Now, Lovesac is working with partners to establish highly automated factories in Mexico and the U.S. The goal, said Nelson, is to build up a footprint in the Western Hemisphere, giving the company the ability to boost production there if a crisis erupts in Asia.
For footwear maker Crocs, the need to spread out operations became clearer during the pandemic. After years of transferring footwear manufacturing out of China, it was expecting to make 70% of its production in Vietnam in 2021. That summer Vietnam’s government imposed severe Covid-19 restrictions.
Crocs was forced to shift orders in a flash to a small unit in Bosnia and Herzegovina and to Indonesia, where it opened a second factory later that year. It now produces around half its Crocs-branded products in Vietnam, down from three quarters in 2020. The company is also working to set up a production base in India.
“Diversification is overall beneficial without many downsides," Anne Mehlman, the company’s chief financial officer, said in an email. Given the unpredictability of global macro events, having a diverse manufacturing base helps, she said. Crocs’ classic clog has just three components, making it easier to increase production at new sites.
Apple electronics are more complex, but the iPhone-maker is also spreading out. Apple’s disclosed suppliers in India grew from seven in 2018 to 14 by 2022. J.P. Morgan estimates India will produce a quarter of all iPhones by 2025.
Over the same four-year span, its suppliers in Vietnam, which produces earphones and other devices, increased from 14 to 25. The company has increased spending with European suppliers by more than 50% since 2018.
The world’s largest shoemakers, which had years ago split production three ways between China, Vietnam and Indonesia, are branching out even more. A manager at a Vietnam factory said major Western sneaker brands that buy from them had urged his company to set up in Bangladesh and India.
Taiwanese shoe manufacturer Pou Chen, which supplies Nike and Adidas, will through a subsidiary set up a $280 million manufacturing facility in the Indian state of Tamil Nadu, a local Indian government agency announced in April. Earlier that month, the agency said it had given another Taiwanese shoemaking contractor 130 acres of land for a factory that is expected to generate 20,000 jobs.
Some analysts say high interest rates and a sluggish global economy will force businesses to slow-walk ambitious diversification as finance directors become wary of expenses such as new factories. “The spirit is willing but the flesh might be weak in many of these instances," said Chris Rogers, head of supply-chain research at S&P Global Market Intelligence.

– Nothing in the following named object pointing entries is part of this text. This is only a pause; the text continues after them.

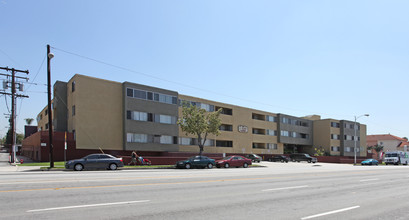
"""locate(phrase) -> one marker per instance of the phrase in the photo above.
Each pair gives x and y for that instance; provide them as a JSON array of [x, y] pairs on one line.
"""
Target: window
[[258, 117], [129, 92], [150, 95], [304, 136], [335, 124], [334, 136], [140, 116], [207, 107], [271, 118], [272, 146], [225, 111], [186, 141], [209, 142], [259, 145], [225, 127], [139, 94], [271, 132], [335, 149], [258, 131], [167, 119], [348, 137], [285, 133], [136, 138], [164, 139]]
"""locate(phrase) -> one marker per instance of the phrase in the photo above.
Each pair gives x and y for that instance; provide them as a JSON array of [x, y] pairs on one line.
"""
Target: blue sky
[[338, 59]]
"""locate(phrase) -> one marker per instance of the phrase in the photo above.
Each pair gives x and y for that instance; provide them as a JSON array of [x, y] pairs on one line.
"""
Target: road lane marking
[[368, 180], [330, 213], [285, 188], [140, 184], [86, 206]]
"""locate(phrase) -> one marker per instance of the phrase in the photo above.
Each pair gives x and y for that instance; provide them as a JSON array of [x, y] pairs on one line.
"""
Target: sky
[[339, 59]]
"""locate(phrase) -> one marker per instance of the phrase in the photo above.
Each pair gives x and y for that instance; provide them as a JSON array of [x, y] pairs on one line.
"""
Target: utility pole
[[13, 106], [50, 118]]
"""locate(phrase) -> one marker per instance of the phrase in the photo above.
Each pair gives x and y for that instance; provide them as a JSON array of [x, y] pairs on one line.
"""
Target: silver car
[[95, 161]]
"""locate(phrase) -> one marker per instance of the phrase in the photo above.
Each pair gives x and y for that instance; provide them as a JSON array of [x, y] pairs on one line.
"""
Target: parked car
[[95, 161], [196, 161], [254, 157], [233, 161], [279, 158], [369, 162], [303, 157]]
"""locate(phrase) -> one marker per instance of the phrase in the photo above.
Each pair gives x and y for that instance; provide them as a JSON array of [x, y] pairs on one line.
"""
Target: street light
[[50, 119], [355, 129]]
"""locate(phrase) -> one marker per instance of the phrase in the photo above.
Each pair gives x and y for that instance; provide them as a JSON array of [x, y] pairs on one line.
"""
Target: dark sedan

Lovesac’s Nelson acknowledges the difficulties. Spreading out across Asia involved making adjustments for the impact of different humidity levels on the wood they use. Local workers had to be trained from scratch.
The biggest challenge in moving westward is raw materials, such as textiles and plastic pellets, said Nelson. He would like his North American factories to source components from the region. But many fabrics Lovesac needs are hardly made in the Western Hemisphere and when they are, they tend to be 50% to 100% more expensive, which could mean coming to terms with higher costs.
Nelson said he has asked himself if having factories in multiple Asian countries might be enough. “I’m not sure, and that is why we won’t stop," he said of the company’s diversification drive.